Japan To Spend $113 billion To Cushion Inflation

Japan To Spend $113 billion To Cushion Inflation

Japanese Prime Minister Fumio Kishida said on Thursday the government will spend over 17 trillion yen ($113 billion) on a package of measures to cushion the economic blow from inflation, which will include tax cuts.

To fund part of the spending, the government will compile a supplementary budget for the current fiscal year of 13.1 trillion yen, Kishida told reporters.

Including spending by local governments and state-backed loans, the size of the package will total 21.8 trillion yen.

“Japan’s economy is seeing a big opportunity open up to shift to a new stage for the first time in three decades,” as it exits from a deflationary spiral, Kishida told a meeting of government and ruling party executives on Thursday.

“That’s why we need to help companies boost profitability and earn revenues to boost wages,” he said.

Reuters reported on Wednesday the government is considering spending more than 17 trillion yen for the package, which will include temporary cuts to income and residential taxes as well as subsidies to curb gasoline and utility bills.

Inflation, fuelled by rising costs of raw materials, has kept above the central bank’s target of 2% for more than a year, weighing on consumption and clouding the outlook for an economy making a delayed recovery from scars left by COVID-19.

The rising cost of living is partly blamed for pushing down Kishida’s approval ratings, piling pressure on the prime minister to take steps to ease the pain on households.
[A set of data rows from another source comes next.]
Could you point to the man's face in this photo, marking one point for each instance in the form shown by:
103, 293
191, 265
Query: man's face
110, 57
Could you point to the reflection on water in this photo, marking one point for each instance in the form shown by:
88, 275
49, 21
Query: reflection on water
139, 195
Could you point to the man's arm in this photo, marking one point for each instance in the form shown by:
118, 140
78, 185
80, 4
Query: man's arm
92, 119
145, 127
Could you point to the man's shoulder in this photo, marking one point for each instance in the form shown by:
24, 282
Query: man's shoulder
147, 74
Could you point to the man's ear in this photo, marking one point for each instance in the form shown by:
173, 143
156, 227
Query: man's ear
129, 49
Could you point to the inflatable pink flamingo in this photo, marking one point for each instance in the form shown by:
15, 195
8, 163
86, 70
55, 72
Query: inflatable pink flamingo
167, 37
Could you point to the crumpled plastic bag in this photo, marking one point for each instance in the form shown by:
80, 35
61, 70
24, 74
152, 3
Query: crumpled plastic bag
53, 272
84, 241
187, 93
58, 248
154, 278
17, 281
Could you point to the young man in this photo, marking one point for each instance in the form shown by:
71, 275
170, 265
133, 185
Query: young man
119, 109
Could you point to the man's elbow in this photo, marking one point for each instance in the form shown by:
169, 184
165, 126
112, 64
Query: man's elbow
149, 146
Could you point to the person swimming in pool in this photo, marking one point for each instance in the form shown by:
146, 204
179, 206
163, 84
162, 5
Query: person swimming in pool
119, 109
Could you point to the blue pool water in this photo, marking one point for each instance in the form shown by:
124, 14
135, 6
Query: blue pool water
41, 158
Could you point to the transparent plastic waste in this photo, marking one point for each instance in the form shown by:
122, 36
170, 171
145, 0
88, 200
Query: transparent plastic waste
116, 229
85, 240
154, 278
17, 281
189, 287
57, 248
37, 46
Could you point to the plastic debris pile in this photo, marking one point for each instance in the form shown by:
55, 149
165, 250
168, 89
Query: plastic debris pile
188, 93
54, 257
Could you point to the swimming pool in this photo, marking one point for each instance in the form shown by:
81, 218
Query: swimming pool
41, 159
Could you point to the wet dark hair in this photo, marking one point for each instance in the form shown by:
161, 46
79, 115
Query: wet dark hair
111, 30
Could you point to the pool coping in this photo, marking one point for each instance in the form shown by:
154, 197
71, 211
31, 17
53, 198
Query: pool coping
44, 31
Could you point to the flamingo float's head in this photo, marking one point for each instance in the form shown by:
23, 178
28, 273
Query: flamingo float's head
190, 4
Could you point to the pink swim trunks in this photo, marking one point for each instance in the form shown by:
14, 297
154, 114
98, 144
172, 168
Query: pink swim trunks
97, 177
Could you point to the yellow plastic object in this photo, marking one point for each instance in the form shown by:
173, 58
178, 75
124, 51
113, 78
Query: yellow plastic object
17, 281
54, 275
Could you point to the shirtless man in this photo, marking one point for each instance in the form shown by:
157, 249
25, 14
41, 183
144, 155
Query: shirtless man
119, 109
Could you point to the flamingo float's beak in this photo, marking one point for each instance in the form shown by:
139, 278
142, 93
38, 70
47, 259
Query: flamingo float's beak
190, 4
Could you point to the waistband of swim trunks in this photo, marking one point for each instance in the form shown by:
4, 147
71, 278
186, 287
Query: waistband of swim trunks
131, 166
With increases in wages proving too slow to offset rising prices, Kishida had said the government will cushion the blow by returning to households some of the expected increase in tax revenues generated by solid economic growth.

Analysts, however, doubt whether the roughly 5 trillion yen to be spent on tax cuts and payouts would do much to boost consumption and Japan’s economic growth.

Takahide Kiuchi, a former Bank of Japan board member who is currently an economist at Nomura Research Institute, expects the measures to lift gross domestic product (GDP) by just 0.19% for the year.

“It’s a policy that isn’t very cost effective,” he said. “With Japan’s output gap having turned positive in April-June, the economy doesn’t need a stimulus package in the first place.”

Japan’s economy expanded an annualised 4.8% in the second quarter, the biggest increase in more than two years, as an end to COVID-19 pandemic curbs boosted consumption. But falling real wages in July adds to doubts over central bank projections that domestic demand can keep the country on a steady recovery path.